In one of the many interrogation scenes of “Law Abiding Citizen,” Jamie Foxx peers into Gerard Butler’s jail cell and asks him how his family would feel about the crimes he has committed. “My wife and daughter can’t feel anything,” Butler replies without missing a beat. “They’re dead.” Believe it or not, this is the film at its most profound. “Law Abiding Citizen” aspires to be a smart thriller akin to director F. Gary Gray’s last hit, “The Italian Job,” but it ends up an unintentional comedy through its ludicrous premise and prolific overacting.
The story chronicles a battle of wits between Clyde Shelton (Butler) and Philadelphia lawyer Nick Rice (Foxx). A decade prior to the film’s setting, two thugs murdered Clyde’s wife and young daughter during a home invasion. In the ensuing trial, Nick cut a deal with one of the murderers in order to secure testimony against the other. Clyde was understandably opposed to Nick’s plan, so he spent the next 10 years plotting his revenge on not just the two men who murdered his family, but also on members of the justice system who failed to prosecute them to the fullest extent. At present, Clyde has just been arrested, but his targets manage to keep dying while he is locked safely away in solitary confinement, much to Nick’s frustration.
Intriguing mystery lies at the foundation of the film’s story, but the way it actually plays out is unimaginative and amateurish. Midway through the film, it is revealed that Clyde used to work for the government, devising killing methods that worked automatically, with no need for human interaction. This explains how he knows what particular species of pufferfish carries the poison he needs or the intricacies of rigging a cellphone to explode as soon as it is answered. What a remarkably convenient explanation for his inexplicable homicidal ability! The later revelation of who is actually helping Clyde commit his crimes is so inanely simple that it is almost insulting to the intelligence of the viewer.
“Law Abiding Citizen” wants to be two totally distinct movies. On the one hand, it aspires to take a play from the “Saw” franchise and showcase various gruesome and elaborate killing mechanisms. On the other, it wants to be an incisive analysis of the faults of our country’s current legal system. Gray inserts a few not-so-subtle shots of a William Penn statue to imply a moral connection between the just colonist and Clyde. (The only real connection seems to be that they were both in jail at some point.)
One of the film’s most egregious problems is that it puts no emphasis whatsoever on establishing any semblance of Clyde’s backstory, nor can it decide which of the two main characters it wants to agree with. As hard as it tries to legitimize Clyde’s motivation by constantly referencing his family, their brief appearance on screen does not do enough to explain any of his actions. Other details of the movie are similarly disconnected. Why doesn’t anyone notice the military-grade rocket launcher Clyde has erected in the middle of a cemetery? Why does he strip naked right before the police break into his house to arrest him? The world may never know.

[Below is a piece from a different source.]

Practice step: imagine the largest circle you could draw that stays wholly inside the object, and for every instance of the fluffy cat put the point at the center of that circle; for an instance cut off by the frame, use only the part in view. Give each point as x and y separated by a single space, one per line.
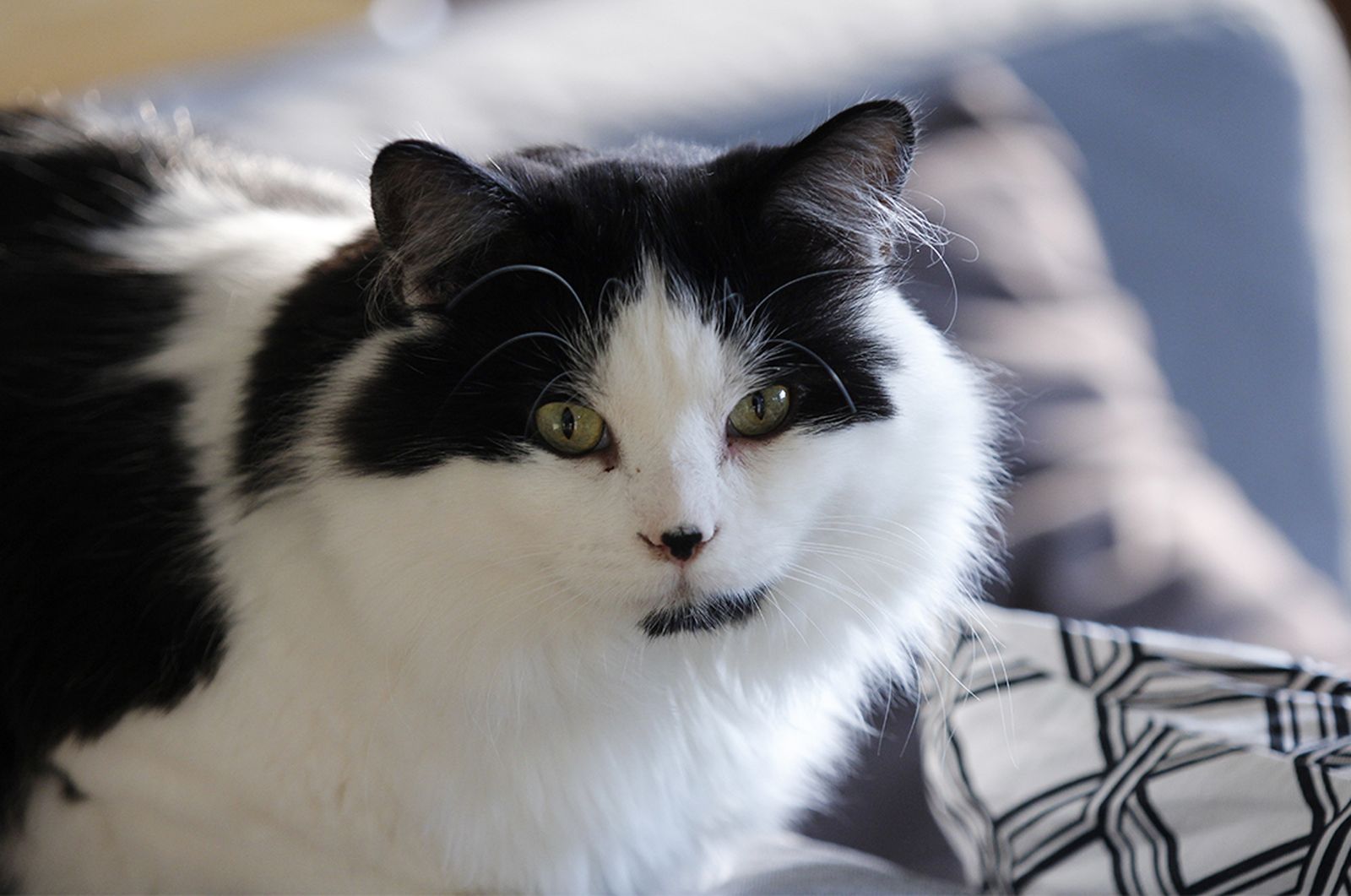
540 524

Both Foxx and Butler must grapple with some of the corniest writing in recent memory. Foxx spends most of the movie trying to seem authoritative and “sassy,” habitually dropping F-bombs just to make his intentions clear, and in one shot, coolly walking away from an explosion as if he deals with them on a daily basis in his law practice. Meanwhile, Butler makes a sad attempt at portraying a psychotic yet profound killer. When a cellmate asks him how he ended up in prison, Butler cryptically responds, “I did what I had to do.” Well, that clears everything up.
Parts of “Law Abiding Citizen” are enjoyable, but for entirely different reasons than were intended. There are some inventive methods of killing people and a couple of big explosions in an attempt to sustain excitement, but these fail to distract from the movie’s fatal flaws. Toward the film’s end, Clyde looks up at Nick with a smirk on his face and says, “It’s gonna be biblical.” Indeed, “Law Abiding Citizen” fails in a way that can only be called epic.